Nigeria’s Bid to End Fuel Subsidy Comes at Good Time for Dangote
With petrol scarce and his fuel tank on red, taxi driver Victor Ovundah queued overnight at a gas station in Port Harcourt, Nigeria and by morning was getting close to filling up when sales suddenly stopped.
A man started going from pump to pump, tapping on each console. The digital dashboard flashed: 897 naira ($0.56) per litre. The 34,000 naira needed to fill up his Toyota Corolla moments before was now 50,000 naira. A 45% increase in the blink of an eye.

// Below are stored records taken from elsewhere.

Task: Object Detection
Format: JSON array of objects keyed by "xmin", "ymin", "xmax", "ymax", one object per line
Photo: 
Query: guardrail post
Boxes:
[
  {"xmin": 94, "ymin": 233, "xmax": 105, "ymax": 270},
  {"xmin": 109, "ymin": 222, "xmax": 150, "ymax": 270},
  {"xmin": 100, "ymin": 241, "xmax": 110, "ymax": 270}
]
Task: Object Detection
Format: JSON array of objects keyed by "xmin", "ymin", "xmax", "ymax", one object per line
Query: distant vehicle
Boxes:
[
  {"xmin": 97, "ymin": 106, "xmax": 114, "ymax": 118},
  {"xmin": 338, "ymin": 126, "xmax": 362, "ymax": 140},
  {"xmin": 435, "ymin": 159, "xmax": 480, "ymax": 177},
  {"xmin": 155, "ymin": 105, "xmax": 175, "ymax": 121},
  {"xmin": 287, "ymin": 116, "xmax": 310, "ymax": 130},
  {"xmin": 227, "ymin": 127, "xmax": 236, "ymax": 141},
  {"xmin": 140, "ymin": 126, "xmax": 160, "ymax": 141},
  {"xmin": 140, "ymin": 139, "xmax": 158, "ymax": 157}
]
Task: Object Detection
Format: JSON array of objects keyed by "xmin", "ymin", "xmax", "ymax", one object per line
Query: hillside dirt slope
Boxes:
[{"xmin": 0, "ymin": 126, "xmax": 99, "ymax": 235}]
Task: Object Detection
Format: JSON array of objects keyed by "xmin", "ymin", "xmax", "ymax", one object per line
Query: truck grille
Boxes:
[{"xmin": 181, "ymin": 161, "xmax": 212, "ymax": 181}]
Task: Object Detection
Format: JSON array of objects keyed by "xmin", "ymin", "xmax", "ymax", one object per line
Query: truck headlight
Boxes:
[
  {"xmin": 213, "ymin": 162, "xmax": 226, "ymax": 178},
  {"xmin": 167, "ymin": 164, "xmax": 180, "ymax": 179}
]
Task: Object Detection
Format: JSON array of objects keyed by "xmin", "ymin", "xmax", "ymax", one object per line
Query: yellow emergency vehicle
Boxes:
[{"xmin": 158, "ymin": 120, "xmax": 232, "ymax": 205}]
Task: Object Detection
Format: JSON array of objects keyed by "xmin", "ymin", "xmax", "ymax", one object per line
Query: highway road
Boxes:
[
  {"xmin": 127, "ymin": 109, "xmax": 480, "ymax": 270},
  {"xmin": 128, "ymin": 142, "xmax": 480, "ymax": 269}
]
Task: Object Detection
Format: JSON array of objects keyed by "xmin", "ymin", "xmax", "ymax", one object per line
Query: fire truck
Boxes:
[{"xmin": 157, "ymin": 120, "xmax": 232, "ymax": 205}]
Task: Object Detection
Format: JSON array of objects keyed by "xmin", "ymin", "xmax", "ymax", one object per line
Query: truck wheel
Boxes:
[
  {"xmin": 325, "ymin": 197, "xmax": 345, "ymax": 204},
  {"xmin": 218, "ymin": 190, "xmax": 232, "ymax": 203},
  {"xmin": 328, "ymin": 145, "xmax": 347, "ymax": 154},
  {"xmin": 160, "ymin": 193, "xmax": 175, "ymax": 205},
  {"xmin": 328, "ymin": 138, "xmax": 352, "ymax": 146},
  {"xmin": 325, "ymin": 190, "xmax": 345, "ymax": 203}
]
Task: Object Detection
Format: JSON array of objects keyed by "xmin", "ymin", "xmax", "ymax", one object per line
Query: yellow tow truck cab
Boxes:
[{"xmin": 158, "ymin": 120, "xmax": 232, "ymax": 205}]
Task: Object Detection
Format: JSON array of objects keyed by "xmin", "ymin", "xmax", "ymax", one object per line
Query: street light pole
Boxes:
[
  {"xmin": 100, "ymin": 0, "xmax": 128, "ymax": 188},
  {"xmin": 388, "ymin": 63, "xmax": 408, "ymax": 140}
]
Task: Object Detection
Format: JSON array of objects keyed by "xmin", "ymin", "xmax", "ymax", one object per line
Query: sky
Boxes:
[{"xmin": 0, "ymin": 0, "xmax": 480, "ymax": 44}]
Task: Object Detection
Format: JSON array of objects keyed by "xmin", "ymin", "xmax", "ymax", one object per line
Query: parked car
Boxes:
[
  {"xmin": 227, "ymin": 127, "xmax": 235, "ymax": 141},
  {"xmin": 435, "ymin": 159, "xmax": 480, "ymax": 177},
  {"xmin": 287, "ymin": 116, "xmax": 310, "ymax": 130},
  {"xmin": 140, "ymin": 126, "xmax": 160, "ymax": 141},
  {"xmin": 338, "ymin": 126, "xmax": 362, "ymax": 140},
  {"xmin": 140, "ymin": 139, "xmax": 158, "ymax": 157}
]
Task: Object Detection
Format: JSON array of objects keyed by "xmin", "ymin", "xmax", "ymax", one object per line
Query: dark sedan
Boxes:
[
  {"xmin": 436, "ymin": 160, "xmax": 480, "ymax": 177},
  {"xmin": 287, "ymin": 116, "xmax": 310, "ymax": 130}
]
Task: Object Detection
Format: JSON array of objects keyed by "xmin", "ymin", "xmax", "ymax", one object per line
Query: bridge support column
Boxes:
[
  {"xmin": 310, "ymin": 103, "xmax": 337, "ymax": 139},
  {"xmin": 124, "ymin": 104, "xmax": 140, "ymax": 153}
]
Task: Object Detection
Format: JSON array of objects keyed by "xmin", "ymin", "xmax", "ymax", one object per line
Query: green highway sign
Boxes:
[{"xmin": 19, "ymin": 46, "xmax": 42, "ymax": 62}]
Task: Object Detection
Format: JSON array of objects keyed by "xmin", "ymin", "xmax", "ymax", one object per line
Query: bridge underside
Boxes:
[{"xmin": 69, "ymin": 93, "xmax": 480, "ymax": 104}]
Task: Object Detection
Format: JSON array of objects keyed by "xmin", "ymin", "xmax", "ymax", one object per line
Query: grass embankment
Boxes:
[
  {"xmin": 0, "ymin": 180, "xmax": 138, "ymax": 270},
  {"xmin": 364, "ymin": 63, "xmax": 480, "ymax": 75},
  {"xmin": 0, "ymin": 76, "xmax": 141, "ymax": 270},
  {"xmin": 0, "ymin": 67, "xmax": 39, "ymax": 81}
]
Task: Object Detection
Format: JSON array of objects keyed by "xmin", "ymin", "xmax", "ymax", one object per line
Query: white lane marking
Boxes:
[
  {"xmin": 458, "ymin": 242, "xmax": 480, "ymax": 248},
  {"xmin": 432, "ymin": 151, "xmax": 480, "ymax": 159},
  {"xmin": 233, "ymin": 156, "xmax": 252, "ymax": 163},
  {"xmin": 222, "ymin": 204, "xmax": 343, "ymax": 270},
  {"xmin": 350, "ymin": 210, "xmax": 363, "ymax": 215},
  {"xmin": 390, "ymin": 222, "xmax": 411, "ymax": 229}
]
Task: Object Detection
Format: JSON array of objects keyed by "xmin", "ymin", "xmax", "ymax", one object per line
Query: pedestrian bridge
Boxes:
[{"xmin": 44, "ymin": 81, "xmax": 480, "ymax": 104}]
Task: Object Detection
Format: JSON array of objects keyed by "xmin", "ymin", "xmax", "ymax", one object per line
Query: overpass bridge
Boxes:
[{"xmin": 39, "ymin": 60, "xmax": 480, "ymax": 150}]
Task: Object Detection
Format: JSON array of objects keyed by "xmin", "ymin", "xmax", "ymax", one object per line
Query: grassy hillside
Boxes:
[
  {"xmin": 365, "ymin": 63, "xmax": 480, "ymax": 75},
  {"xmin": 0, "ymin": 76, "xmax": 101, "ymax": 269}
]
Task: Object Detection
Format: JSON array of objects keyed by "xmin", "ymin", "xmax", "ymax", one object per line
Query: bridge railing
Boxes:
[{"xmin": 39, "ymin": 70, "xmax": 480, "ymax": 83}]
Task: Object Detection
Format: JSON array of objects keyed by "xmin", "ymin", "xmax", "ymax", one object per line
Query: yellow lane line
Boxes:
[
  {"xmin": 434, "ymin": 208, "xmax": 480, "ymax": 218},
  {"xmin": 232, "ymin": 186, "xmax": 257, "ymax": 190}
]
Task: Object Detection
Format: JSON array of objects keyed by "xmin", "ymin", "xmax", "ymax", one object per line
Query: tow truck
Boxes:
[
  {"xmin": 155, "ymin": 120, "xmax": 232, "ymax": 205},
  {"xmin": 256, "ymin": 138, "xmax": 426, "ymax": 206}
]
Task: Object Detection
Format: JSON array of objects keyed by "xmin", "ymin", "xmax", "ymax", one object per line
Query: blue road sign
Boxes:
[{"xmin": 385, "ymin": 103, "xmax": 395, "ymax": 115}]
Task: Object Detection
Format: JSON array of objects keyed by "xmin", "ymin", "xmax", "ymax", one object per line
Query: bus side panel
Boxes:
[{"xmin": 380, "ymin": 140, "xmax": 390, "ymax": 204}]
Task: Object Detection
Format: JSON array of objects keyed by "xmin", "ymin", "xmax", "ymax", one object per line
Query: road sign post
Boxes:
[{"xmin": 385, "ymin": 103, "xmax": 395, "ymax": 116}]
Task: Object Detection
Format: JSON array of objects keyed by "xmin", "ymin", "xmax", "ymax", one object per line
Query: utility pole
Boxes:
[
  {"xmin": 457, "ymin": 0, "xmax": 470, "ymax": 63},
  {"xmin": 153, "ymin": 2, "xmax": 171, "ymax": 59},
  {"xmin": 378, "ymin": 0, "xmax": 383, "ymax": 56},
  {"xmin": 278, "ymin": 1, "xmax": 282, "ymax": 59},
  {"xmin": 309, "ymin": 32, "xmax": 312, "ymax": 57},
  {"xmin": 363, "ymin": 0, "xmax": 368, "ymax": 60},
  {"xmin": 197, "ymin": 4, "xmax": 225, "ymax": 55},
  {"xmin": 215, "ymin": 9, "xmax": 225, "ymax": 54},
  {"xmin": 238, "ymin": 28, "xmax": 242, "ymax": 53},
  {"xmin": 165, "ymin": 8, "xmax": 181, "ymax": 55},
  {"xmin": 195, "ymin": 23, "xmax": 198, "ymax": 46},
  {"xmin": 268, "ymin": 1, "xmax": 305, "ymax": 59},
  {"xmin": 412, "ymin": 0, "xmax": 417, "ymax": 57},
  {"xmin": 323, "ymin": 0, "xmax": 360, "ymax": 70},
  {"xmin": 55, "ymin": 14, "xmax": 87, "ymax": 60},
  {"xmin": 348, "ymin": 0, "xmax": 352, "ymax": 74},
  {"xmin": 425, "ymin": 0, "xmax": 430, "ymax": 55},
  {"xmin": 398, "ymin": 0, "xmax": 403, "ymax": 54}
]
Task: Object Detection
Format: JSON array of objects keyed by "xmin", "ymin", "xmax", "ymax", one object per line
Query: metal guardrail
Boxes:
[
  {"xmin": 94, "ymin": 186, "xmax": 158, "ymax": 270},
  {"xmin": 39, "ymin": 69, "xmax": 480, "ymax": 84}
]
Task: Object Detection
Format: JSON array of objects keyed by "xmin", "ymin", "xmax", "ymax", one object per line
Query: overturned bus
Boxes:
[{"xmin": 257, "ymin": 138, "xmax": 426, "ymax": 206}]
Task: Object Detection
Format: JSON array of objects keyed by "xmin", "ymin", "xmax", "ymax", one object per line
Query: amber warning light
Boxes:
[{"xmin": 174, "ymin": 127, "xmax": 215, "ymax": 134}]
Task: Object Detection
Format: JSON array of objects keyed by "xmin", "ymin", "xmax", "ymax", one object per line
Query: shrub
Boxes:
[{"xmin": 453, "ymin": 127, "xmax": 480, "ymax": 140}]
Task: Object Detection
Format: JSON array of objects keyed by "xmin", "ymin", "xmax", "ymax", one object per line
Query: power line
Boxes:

“Our WhatsApp group for Bolt drivers was blowing up with complaints, it seemed the price change was well planned,” he said. “How are we supposed to make a profit with this new fuel price?”
Public frustration is just one consequence for Nigeria as it once again tries to end a costly addiction to fuel subsidies.
The move could fan inflation and risks re-igniting cost-of-living protests. But it may wean the country off a reliance on imported gasoline, which cost it around $10 billion in 2022, just as the local refinery of billionaire Aliko Dangote starts to deliver a home-grown product.
It also gives the West African nation a chance for a do-over in efforts to end the years-long practice of providing cheap fuel.
President Bola Tinubu declared subsidies were finished after taking office in May 2023. That decision and other reforms were cheered by observers, including the World Bank and International Monetary Fund. But they jolted inflation to a 28-year high and Tinubu quietly backtracked on fuel to dampen popular protest.
The cost of reintroducing the subsidy was left with the state-owned oil company NNPC Ltd. It’s financial statements show the decision pushed it into heavy debts owed to gasoline importers, who local media reports said have since halted supplies until they get paid.
NNPC declined to comment on whether it was raising gasoline prices, but it acknowledged reports regarding the company’s significant debt to petrol suppliers.
“This financial strain has placed considerable pressure on the company and poses a threat to the sustainability of fuel supply,” it said in a Sept. 1 statement posted on X.
Its 2023 financial statements show fuel subsidies cost the NNPC 3.3 trillion naira between January and May, and 1.8 trillion naira from August, when the grant was reintroduced, to December. It’s also owed 7.8 trillion naira for the seven months to July this year, according to Chief Financial Officer Umar Ajiya.
Those amounts will come out of what it would otherwise pay to the government.
In addition to a fiscal impact, gasoline shortages have led to miles-long queues at gas stations in cities including Abuja and Lagos, the commercial hub, as drivers wait for hours to fill up.
With this week’s price rise, gasoline is closer to a market level, a move welcomed by industry experts because it highlights the harm done by subsidies.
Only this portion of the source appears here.